“Art History as Créolité/Creolising Art History”
Deadline: November 7, 2016
Association of Art Historians (AAH) annual conference
6th – 8th April 2017
Loughborough University, England
As part of the three-day workshop titled ‘Créolité and Creolisation’, which took place on St Lucia as one of the platforms of Documenta 11 (2002), participants explored the genealogy of terms such as ‘creolization’ and ‘Créolité’, and their potential to describe phenomena beyond their historically and geographically specific origins (however slippery they are). Surprisingly, there has been little engagement with the potential of creolisation as a way of doing or writing art histories differently since that time. This session aims to redress this lacuna.
Stuart Hall, one of the workshop participants, writes that what distinguishes creolisation from hybridity or diaspora is that it refers to a process of cultural mixings that are a result of slavery, plantation culture, and colonialism.
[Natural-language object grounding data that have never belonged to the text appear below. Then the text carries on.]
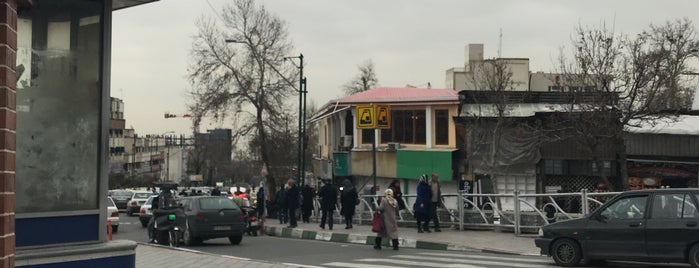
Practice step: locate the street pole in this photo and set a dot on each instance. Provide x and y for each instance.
(301, 138)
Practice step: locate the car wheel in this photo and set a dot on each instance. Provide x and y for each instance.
(188, 237)
(566, 252)
(693, 257)
(235, 239)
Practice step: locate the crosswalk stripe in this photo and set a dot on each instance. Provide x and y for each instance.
(420, 263)
(499, 258)
(358, 265)
(471, 261)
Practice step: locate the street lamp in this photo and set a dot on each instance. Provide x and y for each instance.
(167, 157)
(302, 104)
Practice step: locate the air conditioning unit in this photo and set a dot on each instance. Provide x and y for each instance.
(392, 146)
(346, 141)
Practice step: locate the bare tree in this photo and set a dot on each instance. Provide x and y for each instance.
(245, 81)
(640, 77)
(365, 80)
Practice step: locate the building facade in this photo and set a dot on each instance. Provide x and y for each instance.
(56, 71)
(421, 138)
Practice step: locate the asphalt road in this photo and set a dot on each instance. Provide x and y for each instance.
(311, 253)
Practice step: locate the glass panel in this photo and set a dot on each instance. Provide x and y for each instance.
(58, 106)
(689, 210)
(626, 208)
(667, 206)
(441, 127)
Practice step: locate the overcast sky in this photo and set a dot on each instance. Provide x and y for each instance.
(410, 41)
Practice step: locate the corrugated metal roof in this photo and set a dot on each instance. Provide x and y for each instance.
(402, 94)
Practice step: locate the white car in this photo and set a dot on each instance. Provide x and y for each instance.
(136, 201)
(112, 214)
(146, 212)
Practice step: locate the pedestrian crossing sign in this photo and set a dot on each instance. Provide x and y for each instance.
(383, 116)
(366, 117)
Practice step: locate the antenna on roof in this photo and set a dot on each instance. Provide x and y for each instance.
(500, 44)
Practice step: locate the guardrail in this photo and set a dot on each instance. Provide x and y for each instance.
(488, 208)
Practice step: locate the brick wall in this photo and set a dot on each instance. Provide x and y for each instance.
(8, 83)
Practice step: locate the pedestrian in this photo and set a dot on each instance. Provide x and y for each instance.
(261, 206)
(349, 199)
(215, 191)
(435, 201)
(397, 194)
(281, 205)
(422, 206)
(292, 202)
(306, 203)
(328, 199)
(388, 208)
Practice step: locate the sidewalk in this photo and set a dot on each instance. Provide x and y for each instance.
(150, 255)
(449, 239)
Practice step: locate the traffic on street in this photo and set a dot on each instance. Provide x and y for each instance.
(311, 253)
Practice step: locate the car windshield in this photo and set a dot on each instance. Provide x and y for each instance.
(110, 202)
(141, 195)
(122, 193)
(216, 203)
(150, 199)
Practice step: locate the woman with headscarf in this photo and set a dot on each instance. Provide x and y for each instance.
(422, 205)
(397, 193)
(349, 199)
(388, 208)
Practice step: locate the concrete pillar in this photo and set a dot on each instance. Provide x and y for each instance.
(8, 127)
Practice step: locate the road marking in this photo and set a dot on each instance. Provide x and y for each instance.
(420, 263)
(467, 261)
(543, 261)
(358, 265)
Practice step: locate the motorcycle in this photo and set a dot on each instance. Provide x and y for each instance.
(252, 224)
(169, 226)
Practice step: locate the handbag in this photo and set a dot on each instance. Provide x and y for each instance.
(376, 223)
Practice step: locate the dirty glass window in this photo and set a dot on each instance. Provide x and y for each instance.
(58, 106)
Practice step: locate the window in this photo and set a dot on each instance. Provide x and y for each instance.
(367, 136)
(407, 126)
(555, 167)
(628, 208)
(441, 124)
(673, 206)
(59, 49)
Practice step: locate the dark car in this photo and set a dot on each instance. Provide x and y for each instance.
(649, 225)
(212, 217)
(121, 198)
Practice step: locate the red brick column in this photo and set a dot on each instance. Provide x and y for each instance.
(8, 127)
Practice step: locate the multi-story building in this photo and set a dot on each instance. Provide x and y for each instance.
(421, 138)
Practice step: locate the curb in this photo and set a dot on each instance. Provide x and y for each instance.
(330, 236)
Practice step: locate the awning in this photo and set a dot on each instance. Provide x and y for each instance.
(330, 110)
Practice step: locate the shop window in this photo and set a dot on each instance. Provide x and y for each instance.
(407, 126)
(367, 136)
(59, 64)
(441, 124)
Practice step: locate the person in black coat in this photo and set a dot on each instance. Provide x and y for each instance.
(306, 203)
(292, 202)
(328, 200)
(349, 199)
Yet, Martinican-born poet and theoretician Édouard Glissant notes that creolisation can refer to a broader set of sociocultural processes not only in the Caribbean but also ‘all the world’ (Tout-monde). Drawing on Hall and Glissant, Irit Rogoff suggests that créolité can more broadly reference the construction of a literary or artistic project out of creolising processes.
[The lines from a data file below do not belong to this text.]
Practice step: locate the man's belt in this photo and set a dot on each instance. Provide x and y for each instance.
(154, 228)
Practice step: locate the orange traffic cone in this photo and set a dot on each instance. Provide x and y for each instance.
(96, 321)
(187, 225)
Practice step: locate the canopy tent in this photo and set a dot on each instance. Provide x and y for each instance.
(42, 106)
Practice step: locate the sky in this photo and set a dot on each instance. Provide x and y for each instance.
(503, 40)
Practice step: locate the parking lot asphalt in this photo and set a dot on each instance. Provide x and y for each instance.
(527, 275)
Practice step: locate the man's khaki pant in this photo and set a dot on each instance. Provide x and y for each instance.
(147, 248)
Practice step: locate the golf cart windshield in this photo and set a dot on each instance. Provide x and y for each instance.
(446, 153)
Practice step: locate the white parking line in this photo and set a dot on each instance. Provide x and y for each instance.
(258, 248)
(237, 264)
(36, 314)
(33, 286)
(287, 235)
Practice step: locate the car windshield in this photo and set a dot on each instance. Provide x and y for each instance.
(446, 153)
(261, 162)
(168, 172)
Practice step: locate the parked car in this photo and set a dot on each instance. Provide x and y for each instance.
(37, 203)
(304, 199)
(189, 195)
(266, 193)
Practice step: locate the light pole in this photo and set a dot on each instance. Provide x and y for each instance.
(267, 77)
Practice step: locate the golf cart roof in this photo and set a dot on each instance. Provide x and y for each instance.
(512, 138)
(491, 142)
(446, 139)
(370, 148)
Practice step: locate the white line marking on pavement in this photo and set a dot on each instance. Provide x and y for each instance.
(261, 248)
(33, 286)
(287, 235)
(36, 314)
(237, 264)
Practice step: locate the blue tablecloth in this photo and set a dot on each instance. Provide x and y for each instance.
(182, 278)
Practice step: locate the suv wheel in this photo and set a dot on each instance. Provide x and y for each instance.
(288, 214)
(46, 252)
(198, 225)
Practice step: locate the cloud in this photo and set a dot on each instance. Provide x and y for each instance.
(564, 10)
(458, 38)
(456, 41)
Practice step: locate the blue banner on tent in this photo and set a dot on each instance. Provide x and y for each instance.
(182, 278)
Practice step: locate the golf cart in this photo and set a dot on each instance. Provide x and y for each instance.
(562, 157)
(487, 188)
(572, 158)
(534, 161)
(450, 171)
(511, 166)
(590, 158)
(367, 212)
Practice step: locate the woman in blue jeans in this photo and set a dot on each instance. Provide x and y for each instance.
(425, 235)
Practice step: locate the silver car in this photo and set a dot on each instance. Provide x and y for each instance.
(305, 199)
What would it mean to re-imagine art history as Créolité? That is, hegemonic Western art history has created in its wake an array of ‘other’ art histories connected to regions such as Latin America, the Caribbean, Eastern Europe, and South Asia to name a few. Of special interest in this session is not only considering such regional art histories as relational to each other, but also exploring how other constructions of identity – such as gender, sexuality, race, and class – are intertwined with them. Papers exploring contemporary and historical periods are both welcome; and those critically examining Glissant’s terms – such as ‘opacity’ and ‘globality’ – to bear on the session theme are especially encouraged.
Please email your proposals (max 250 words) for a 25-minute paper to session convenor Alpesh Kantilal Patel (Florida International University, Miami) at alpesh.patel@fiu.edu by November 7.
Also, include a short title, your name, affiliation and email.